羅斯家族這一次對對付陳大龍這件事,很看重。
其一,洛克家族現在處于內憂外患的時期。
確實是最容易對付的時候。
其二,那就是因為之前的稀土礦爭奪戰,陳大龍讓他們羅斯家族吃了不少的憋。
他們必須要按照這個方法給陳大龍一點顏色看看。
三個月前,他接過老羅斯的密令時,就知道這是場不死不休的棋局。
陳大龍這華夏人一年前在非洲斷他們稀土礦的狠手,早被羅斯家族刻進族譜里的血仇簿。
如今這廝竟敢扶持傀儡菲爾普斯,妄圖借著洛克家族在米國扎根,當真是欺羅斯家無人。
"先斷其糧草。

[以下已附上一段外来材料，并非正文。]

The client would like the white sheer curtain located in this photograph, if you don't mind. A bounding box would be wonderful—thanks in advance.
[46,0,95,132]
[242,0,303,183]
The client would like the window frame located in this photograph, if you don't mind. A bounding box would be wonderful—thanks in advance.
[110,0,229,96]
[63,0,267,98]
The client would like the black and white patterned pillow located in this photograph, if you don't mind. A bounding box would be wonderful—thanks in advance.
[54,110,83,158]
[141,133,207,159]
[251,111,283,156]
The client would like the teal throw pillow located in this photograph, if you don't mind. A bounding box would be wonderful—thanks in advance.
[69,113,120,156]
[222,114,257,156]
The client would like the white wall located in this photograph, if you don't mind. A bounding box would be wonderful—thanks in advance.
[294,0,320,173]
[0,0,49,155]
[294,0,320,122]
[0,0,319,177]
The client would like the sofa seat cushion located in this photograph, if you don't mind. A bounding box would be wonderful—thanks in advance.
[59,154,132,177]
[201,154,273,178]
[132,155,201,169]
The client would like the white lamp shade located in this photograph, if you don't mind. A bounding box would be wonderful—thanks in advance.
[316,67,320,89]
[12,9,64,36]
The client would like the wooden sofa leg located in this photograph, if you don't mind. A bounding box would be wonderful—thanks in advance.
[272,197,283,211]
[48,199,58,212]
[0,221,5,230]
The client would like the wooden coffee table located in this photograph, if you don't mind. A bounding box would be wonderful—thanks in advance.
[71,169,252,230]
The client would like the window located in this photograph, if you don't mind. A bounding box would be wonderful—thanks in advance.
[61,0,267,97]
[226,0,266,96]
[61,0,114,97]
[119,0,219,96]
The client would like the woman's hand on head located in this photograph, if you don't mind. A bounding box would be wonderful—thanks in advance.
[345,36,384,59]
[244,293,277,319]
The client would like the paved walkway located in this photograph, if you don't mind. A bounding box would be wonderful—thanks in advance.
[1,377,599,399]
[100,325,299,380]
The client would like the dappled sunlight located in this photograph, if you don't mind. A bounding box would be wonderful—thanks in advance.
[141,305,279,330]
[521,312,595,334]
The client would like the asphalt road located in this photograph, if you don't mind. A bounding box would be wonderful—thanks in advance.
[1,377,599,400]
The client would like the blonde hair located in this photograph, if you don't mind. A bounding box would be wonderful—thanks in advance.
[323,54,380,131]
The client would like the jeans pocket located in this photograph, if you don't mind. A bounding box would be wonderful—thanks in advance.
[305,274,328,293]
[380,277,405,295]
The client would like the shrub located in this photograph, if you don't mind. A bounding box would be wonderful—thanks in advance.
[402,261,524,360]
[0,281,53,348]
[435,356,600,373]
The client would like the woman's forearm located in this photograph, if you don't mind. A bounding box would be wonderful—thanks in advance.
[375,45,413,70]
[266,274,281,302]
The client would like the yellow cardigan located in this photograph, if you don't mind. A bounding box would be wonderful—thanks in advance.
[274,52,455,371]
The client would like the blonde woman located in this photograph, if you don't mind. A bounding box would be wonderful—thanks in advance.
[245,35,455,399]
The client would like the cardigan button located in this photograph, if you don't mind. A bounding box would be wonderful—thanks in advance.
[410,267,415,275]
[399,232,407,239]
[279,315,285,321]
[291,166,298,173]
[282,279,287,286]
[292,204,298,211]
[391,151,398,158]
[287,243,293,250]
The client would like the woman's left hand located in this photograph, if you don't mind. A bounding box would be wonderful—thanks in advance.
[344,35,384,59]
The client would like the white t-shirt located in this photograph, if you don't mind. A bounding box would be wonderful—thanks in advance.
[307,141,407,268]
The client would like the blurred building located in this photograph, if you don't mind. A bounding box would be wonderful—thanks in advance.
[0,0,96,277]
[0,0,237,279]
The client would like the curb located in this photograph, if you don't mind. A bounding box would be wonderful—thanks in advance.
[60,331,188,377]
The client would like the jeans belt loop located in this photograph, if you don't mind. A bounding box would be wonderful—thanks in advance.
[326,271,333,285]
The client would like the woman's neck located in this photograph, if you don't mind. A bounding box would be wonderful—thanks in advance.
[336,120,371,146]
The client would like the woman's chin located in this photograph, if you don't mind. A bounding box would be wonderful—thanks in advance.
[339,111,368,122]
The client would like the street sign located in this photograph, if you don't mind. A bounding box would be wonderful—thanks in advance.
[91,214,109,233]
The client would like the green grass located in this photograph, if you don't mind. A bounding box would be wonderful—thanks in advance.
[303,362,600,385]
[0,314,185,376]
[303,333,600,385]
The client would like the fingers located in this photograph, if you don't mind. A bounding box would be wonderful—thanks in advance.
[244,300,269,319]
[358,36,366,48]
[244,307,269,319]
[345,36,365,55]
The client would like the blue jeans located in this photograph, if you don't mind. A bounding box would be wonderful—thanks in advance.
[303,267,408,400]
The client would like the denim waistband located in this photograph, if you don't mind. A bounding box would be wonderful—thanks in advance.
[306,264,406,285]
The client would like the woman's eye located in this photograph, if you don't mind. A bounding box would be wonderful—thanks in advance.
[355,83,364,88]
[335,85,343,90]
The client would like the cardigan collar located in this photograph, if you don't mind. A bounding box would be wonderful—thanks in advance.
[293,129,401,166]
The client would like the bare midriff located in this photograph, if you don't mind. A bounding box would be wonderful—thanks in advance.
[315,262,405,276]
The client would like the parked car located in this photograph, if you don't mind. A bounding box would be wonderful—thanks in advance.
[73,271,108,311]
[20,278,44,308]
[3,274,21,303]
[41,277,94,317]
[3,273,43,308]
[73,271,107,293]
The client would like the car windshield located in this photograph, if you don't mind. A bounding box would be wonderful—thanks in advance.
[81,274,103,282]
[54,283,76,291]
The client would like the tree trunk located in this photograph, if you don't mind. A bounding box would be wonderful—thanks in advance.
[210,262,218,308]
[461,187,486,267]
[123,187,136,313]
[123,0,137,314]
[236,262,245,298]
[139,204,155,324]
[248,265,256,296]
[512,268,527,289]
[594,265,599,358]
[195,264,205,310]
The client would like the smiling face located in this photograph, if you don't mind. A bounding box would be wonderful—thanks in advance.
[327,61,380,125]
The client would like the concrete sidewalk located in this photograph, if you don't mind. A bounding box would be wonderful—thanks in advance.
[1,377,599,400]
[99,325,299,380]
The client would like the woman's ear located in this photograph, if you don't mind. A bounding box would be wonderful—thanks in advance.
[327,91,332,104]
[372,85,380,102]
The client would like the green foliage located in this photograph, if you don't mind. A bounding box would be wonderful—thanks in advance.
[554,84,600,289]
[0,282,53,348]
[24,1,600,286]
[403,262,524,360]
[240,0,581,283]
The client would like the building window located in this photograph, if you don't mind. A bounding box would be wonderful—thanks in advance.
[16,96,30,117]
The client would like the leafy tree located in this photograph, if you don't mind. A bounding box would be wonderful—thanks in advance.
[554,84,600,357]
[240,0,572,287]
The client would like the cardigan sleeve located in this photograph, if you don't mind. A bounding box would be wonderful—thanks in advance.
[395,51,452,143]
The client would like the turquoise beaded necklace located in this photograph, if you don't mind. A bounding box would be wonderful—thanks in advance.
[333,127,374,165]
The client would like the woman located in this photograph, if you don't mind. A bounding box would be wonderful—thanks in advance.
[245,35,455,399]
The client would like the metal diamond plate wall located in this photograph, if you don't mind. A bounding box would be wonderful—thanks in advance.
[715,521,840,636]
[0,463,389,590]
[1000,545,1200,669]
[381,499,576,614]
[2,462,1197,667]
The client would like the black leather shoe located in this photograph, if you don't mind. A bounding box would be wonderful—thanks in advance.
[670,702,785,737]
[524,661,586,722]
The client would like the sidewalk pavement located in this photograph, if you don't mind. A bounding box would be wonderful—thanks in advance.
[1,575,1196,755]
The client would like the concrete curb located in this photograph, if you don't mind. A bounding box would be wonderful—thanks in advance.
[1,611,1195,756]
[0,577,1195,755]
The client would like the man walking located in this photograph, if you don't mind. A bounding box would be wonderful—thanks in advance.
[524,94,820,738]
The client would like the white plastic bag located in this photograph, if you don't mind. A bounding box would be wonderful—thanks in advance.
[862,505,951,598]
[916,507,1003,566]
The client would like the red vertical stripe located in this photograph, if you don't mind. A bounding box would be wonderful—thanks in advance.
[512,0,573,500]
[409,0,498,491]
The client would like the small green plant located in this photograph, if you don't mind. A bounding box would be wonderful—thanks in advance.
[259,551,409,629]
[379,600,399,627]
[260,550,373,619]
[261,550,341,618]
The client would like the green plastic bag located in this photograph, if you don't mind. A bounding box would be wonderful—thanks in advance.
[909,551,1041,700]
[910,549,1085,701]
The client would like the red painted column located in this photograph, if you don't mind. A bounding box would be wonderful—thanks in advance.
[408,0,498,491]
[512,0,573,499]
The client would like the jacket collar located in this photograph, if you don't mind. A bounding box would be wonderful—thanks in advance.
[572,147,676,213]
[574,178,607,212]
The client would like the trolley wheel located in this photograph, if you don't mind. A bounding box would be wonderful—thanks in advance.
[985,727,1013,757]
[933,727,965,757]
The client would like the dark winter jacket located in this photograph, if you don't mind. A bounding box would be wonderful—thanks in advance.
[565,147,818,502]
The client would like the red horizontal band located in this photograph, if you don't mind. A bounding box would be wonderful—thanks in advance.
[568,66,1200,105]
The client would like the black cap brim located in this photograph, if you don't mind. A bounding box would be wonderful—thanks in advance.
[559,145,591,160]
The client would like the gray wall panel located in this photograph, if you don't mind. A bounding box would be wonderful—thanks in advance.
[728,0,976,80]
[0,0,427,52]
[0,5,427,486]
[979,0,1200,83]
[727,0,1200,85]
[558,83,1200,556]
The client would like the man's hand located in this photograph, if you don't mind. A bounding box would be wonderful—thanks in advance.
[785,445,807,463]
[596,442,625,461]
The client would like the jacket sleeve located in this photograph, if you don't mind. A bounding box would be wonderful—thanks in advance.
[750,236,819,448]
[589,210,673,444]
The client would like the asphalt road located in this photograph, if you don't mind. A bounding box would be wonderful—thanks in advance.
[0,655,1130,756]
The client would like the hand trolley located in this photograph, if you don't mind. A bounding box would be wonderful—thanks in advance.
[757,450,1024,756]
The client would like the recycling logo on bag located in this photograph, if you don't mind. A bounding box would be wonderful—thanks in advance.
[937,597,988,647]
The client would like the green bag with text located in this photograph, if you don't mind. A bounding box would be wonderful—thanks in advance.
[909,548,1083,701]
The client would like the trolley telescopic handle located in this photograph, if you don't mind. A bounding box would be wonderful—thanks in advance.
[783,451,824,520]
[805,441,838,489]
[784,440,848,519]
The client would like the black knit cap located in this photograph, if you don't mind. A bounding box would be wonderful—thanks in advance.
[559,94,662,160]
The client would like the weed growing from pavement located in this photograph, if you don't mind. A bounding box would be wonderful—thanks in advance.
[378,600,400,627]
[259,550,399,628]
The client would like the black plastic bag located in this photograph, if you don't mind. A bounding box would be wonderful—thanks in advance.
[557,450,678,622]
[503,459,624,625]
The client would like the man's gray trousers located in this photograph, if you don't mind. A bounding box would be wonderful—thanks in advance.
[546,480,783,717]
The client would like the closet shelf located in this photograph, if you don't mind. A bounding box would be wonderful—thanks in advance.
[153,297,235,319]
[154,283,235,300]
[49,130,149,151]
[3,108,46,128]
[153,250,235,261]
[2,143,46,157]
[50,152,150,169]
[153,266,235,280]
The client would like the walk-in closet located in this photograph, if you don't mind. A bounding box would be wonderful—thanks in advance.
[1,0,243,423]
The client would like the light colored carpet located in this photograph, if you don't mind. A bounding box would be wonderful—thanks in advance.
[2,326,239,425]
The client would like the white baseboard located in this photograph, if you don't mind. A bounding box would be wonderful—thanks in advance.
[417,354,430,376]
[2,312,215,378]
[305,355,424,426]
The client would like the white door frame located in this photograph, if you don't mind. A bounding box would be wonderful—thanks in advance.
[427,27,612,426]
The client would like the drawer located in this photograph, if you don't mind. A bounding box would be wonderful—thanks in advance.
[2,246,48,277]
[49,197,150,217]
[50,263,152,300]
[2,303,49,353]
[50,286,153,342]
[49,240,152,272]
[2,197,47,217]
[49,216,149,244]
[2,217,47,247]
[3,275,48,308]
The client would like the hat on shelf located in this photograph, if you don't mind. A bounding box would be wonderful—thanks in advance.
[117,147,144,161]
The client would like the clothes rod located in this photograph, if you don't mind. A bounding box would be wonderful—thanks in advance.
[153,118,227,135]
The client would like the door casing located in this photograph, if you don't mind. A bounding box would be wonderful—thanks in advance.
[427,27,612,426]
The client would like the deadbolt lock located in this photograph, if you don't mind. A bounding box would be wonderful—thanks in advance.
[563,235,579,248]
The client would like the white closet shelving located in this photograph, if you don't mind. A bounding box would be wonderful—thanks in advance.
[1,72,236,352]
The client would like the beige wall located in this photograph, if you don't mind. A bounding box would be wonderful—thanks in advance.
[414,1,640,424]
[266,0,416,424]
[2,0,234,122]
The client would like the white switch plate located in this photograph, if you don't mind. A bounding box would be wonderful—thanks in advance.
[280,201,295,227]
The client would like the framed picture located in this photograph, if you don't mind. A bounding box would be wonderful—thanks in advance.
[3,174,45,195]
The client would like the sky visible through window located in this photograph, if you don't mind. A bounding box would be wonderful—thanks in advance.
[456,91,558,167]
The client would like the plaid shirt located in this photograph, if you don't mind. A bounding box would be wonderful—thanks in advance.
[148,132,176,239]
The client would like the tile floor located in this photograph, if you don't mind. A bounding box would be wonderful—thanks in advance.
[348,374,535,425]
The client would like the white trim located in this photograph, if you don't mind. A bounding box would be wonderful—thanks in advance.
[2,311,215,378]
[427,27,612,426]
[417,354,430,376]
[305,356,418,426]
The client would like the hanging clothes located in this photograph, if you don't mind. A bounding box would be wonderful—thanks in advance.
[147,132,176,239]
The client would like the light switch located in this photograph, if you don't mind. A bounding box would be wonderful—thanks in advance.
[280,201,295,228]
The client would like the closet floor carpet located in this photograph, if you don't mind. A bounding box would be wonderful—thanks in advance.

"墨菲抿著藍山咖啡,想起自己第一招便是掐住銀根。
三個半月前,他親自拜訪米國銀行協會,將羅斯家族在華爾街的十二尊金佛請出來坐鎮。
十五家銀行當夜便凍結了洛克家族的信貸額度,逼得菲爾普斯連夜飛往瑞士求援。
接著,他又裹著晨露敲開西非諾家族的大門。
那墻頭草的家主起初還端著茶杯裝糊涂,直到他掀開西裝露出腰間的勃朗寧,又推過五千萬美金的支票簿。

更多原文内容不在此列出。